Performance Comparison¶

Pool Size	Panel Size	highspy	mip	MIP Speedup
150	22	3.25s	1.40s	2.3x
300	45	30.3s	9.6s	3.2x
500	75	148.1s	41.8s	3.5x
750	112	261.1s	119.1s	2.2x

Key Findings¶

MIP (CBC) is consistently faster than highspy (HiGHS) for the maximin algorithm, by a factor of 2-4x depending on problem size.
Memory usage is comparable between both backends after initial warmup.
Scaling behaviour is similar for both backends (roughly O(n²) with pool size), but MIP maintains its performance advantage across all sizes tested.
Tight constraints make problems harder for both solvers, but MIP's advantage increases slightly.

Recommendations¶

For production use with maximin algorithm, consider using solver_backend = "mip" if execution time is critical and the mip package is available.
For ease of deployment, solver_backend = "highspy" (the default) requires no additional dependencies.
These results are specific to the maximin algorithm. Other algorithms (nash, diversimax, leximin) may show different characteristics.

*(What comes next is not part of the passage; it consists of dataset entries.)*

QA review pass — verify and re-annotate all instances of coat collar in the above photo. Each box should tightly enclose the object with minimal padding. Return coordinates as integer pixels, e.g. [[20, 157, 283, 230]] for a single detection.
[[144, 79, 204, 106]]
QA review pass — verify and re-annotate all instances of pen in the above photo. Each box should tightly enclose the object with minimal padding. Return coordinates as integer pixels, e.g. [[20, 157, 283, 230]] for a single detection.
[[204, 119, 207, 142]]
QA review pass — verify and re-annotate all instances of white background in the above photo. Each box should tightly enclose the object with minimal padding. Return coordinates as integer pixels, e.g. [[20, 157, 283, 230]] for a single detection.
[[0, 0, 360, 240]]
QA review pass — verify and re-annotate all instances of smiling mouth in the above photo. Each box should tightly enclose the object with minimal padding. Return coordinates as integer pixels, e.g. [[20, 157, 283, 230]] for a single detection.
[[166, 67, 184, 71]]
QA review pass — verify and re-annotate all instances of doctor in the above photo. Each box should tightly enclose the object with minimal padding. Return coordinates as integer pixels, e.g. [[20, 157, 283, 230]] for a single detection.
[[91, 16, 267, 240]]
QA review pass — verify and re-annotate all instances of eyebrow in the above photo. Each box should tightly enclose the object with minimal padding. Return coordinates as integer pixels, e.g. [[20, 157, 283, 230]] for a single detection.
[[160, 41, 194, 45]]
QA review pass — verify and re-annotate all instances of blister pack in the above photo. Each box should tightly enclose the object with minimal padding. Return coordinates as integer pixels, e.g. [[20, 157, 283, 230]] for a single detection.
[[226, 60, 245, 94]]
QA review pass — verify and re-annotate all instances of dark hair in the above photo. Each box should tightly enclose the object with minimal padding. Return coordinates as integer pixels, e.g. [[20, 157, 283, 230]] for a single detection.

Possible Explanations for Performance Difference¶

The performance gap is unexpected since HiGHS is generally considered a fast solver. Possible factors:

Column generation pattern: The maximin algorithm iteratively adds constraints. CBC may handle this pattern more efficiently than HiGHS.
Python binding overhead: The highspy bindings may have different overhead characteristics than python-mip.
Default parameters: HiGHS and CBC have different default solver parameters that may favour different problem types.
Problem structure: The committee selection ILP may have structure that CBC exploits better.

Further Work¶

Areas for additional investigation:

Algorithm Comparison¶

Nash algorithm: Does mip maintain its advantage for Nash welfare optimization?
Diversimax algorithm: How do the backends compare for the diversity-maximizing approach?
Leximin algorithm: Currently requires Gurobi for the dual LP; could benefit from pure HiGHS/mip implementation.

Performance Tuning¶

HiGHS parameters: Test different solver parameters (presolve settings, cutting planes, etc.) to see if HiGHS can be tuned for better performance on this problem type.
Warm starting: Investigate whether warm-starting the solver between iterations could improve performance.
Model formulation: The column generation pattern may benefit from different constraint formulations.

Scaling Analysis¶

Larger pools: Test with 1000+ people to understand asymptotic scaling behaviour.
More features: Test with additional demographic features to see how constraint complexity affects performance.
Panel size ratios: Test different panel-to-pool ratios (e.g., 10%, 20%, 30%).

Memory Profiling¶

Detailed memory analysis: Use memray to generate flamegraphs and identify memory hotspots.
Peak vs sustained memory: Understand whether memory spikes are transient or sustained.

Real-World Validation¶

Production datasets: Test with actual sortition datasets (with appropriate anonymisation).
Constraint patterns: Understand which constraint patterns are common in practice and optimise for those.

Raw Data¶

Full benchmark results are saved in benchmarks/results/ as CSV and JSON files with timestamps.